The group, Murdoch said, reached a strong consensus: “The wind was going to howl that day.”
Questions remained, however: Would the storm pass through at night, with cooler air, lighter winds and less danger; or at the height of daytime heat, supercharging the risk?
And would the mass of dry, dangerous air stay over ranch, farm and small-town territory, or stretch farther east into the growing suburbs west of Fort Worth?
Forecasters could only wait, watch and calculate.
Weather is only part of the risk. The dryness of the grasses and scrub – “fuel,” in firefighting terms – is the other. That’s where Byron Kimball and the Rothermel fire-spread model came in.
The model is a computer simulation of how weather and fuel dryness and type combine to make fires. It can predict how fast a fire will spread and how long the flames will reach – critical, possibly lifesaving information for firefighters.
Kimball plugged drought and plant-dryness data from the Texas Interagency Coordinating Center, a state-federal venture in Lufkin, into the model. The results were sobering.
West Texas plants “haven’t had any moisture all winter long,” Kimball said. “They haven’t gotten into their growing season yet. So it’s just a whole big layer of dead fuel out there that’s available to burn.
“With the winds that we’ve had, those fuels react very quickly. That’s why the winds are such a concern. They just push fire through those fuels, and those fuels will react and burn very, very quickly.”
The model produced a chart – moisture in the grass on one side, wind speed on the other – that fire crews could carry into the field.
“Here’s what your fuel moistures are going to be for the day,” Kimball said. “Here’s what your winds are in your area. This is the type of behavior that you may see on your fire.”
The combined weather and fuel forecasts turned out to be “very much right on,” Kimball said. It was a daytime storm, the worst. Fire hit some small towns but spared the suburbs west of Fort Worth.

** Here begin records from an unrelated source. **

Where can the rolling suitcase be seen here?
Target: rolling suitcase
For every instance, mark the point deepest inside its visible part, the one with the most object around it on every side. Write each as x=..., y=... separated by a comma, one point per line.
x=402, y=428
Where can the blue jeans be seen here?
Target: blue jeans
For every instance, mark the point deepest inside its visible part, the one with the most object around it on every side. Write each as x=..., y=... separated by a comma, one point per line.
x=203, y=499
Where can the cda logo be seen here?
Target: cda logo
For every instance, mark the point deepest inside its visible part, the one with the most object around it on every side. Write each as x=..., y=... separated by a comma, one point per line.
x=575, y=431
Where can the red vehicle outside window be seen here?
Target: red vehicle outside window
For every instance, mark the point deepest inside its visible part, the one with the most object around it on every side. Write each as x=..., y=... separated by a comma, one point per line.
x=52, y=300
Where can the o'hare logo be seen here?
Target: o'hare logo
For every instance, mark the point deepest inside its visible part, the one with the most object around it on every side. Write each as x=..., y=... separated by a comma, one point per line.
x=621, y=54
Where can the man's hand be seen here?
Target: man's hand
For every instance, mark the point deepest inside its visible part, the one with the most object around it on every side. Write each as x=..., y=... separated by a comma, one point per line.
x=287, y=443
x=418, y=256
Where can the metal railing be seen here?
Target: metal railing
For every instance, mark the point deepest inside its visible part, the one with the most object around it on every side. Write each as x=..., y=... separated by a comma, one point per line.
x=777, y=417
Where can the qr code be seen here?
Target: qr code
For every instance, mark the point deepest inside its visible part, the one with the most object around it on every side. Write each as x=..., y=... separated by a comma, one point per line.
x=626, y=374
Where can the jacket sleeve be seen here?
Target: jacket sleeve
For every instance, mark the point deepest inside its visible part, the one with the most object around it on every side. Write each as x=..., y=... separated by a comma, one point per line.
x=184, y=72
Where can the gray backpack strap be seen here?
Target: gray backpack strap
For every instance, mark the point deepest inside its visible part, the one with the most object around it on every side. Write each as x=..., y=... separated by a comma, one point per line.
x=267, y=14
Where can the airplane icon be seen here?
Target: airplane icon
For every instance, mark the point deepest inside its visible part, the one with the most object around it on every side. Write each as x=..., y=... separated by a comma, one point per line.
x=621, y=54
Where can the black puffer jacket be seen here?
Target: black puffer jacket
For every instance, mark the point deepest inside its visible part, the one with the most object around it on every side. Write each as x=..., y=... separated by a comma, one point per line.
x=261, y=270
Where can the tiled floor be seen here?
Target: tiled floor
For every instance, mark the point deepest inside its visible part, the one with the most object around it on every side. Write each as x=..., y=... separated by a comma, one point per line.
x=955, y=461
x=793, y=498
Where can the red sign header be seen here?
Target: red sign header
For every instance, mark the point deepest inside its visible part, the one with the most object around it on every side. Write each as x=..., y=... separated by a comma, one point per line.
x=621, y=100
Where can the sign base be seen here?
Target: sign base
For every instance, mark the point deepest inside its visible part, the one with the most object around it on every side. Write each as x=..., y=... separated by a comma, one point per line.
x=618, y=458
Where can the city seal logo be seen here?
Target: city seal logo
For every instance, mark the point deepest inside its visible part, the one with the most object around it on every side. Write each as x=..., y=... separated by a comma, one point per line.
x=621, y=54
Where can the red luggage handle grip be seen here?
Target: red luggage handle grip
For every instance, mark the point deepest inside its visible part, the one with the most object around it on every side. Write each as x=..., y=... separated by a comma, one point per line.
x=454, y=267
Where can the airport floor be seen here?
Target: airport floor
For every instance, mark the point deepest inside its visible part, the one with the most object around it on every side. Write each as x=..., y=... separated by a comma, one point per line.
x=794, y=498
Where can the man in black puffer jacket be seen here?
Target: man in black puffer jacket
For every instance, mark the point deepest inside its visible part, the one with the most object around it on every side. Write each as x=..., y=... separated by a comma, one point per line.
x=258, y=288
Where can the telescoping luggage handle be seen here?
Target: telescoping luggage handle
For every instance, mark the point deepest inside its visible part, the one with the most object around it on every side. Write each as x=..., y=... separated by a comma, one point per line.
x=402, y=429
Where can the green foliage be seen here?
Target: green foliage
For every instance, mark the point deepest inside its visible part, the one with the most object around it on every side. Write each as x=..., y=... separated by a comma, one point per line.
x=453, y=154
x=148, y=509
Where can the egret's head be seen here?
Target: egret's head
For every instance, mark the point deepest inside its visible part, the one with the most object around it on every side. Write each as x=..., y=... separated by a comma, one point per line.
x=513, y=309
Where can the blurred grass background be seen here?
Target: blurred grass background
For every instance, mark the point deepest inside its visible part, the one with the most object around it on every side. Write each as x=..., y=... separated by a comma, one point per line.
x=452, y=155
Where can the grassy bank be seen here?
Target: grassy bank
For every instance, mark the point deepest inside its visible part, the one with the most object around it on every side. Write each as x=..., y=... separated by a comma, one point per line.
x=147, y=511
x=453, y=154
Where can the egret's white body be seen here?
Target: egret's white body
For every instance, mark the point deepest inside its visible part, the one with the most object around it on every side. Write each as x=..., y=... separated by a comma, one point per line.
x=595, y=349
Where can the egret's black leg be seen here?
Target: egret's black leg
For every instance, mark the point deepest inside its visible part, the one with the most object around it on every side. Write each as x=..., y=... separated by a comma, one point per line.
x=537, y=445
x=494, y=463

Still, the severity of near-hurricane-force winds and desert-dry air shocked even the most experienced experts.
“The wind started gusting around 50 by late morning,” Murdoch said. By afternoon, Amarillo recorded a gust of 69 mph; a spot north of Amarillo, 70; Lubbock, 65; Midland, 53; Abilene, 49.
Midland reached 3 percent relative humidity, basically turning the air into tinder.
“I’ve been out at Midland for 19 years forecasting the weather,” Murdoch said. “I was amazed by that.”
Kimball said he’ll take a Texas lesson back to Southern California.
“Your weather forecasters here and your local knowledge have done an excellent job of learning what the trigger points are, learning the warning signs of these conditions,” he said.
“And these conditions are not catching people by surprise.”